Your Crew – Competent, or Not?

In Business, Business Management, Coaching, Culture, Leadership by Stephen Rogers

Last month I raised the question as to whether the Captain (=CEO/MD) was just steering the ship, or instead charting the course for the business to follow.  I left a second question hanging; the competence of your crew to help the vessel (=business) get to the destination safely.    I have seen far too many organisations struggle and suffer because people they have placed in positions of responsibility are not capable or are just incompetent.  It may not be the individual’s fault, but it is definitely the leader’s mistake in letting it continue without correction.  As leaders we have are responsible for ensuring those under our supervision can succeed.  We promote people without considering whether current skills are adequate, and what additional competences are required to fill the new position.   Without support and training they will fail, and in the process the business will take a step backwards.
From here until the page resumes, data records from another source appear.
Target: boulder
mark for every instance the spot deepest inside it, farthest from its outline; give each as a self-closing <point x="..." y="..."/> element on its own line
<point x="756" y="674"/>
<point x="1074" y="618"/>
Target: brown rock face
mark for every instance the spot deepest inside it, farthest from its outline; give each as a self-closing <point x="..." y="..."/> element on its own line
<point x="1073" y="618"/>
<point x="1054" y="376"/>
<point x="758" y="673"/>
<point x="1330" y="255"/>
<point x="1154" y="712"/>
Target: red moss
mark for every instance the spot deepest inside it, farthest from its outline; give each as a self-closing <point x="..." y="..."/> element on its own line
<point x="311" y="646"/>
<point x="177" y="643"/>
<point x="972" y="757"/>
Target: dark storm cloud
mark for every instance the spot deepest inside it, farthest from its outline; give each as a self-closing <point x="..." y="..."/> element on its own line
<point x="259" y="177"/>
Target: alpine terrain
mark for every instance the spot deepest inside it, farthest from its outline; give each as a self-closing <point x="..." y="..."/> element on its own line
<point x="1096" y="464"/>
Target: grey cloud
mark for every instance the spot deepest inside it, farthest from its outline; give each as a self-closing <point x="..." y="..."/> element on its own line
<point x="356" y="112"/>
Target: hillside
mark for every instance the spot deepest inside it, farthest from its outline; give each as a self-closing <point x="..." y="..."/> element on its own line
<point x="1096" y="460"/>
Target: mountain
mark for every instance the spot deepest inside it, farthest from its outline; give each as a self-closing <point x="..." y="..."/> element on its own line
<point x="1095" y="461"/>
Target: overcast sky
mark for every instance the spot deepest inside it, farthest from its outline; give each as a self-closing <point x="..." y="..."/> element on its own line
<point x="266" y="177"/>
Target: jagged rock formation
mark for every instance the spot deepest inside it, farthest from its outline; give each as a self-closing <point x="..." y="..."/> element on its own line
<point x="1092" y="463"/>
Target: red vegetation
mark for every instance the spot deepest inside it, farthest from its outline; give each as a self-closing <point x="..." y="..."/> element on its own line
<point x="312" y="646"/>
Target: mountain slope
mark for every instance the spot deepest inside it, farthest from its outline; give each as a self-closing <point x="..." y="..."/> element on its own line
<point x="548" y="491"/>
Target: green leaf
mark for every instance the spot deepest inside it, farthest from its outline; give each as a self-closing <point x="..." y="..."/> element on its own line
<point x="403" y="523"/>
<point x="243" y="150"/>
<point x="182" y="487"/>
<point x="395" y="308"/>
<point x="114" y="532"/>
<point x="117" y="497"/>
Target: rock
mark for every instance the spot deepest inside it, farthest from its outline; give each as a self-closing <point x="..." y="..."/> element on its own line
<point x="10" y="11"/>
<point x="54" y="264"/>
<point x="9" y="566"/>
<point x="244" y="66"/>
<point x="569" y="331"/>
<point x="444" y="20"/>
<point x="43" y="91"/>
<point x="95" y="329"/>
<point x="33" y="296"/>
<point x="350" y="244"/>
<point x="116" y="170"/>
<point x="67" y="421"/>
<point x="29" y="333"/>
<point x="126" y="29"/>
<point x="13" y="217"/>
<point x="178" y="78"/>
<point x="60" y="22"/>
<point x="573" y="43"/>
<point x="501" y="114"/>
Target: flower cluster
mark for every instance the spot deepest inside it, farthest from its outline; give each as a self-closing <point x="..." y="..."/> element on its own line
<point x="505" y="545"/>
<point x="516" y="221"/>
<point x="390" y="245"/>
Forbes and Gallop did a two-year study of 35000 “leaders” which showed seriously conflicting information (2018).  80% of “leaders” perceived they exhibited the essential qualities to lead others in their organisation, but actual leadership qualities were only demonstrated in 18%. Similar statistics are reflected by studies undertaken by the University of Melbourne. 

Our people are the greatest resource our business has.  A Manager will treat them as tokens, to be used for transactions, without necessarily thinking about their value and ability.   A Leader will look at the overall capacity and aptitude of the individual, ensure they are a good fit, and provide support to help them reach a new level.  The rationale for ensuring competent people are on our team is not to tick a box, but to get the best out of the processes required to run the business and make it efficient and effective. The more effort we put into our people to make them competent is actually a step closer to being successful. We should not look at investing time and effort into our people as a burden, but as a deposit into accomplishing our purpose.

.Do we promote people based on longest tenure, or an urgent need that requires filling by the next available subject?  It is like rolling the dice, hoping it will work and turn out ok.  That is what we are aiming for; adequate, ok, average.  We hope THEY will step up and fill the shoes, and be responsible, rather than it being a planned appointment.  How can we expect any degree of success or growth?  You may think you are leading your people, but that can only be reflected in those you are supervising, their growth and their success.  Take a look in the mirror and determine what else you can do to grow yourself, and the people who entrust their success to you.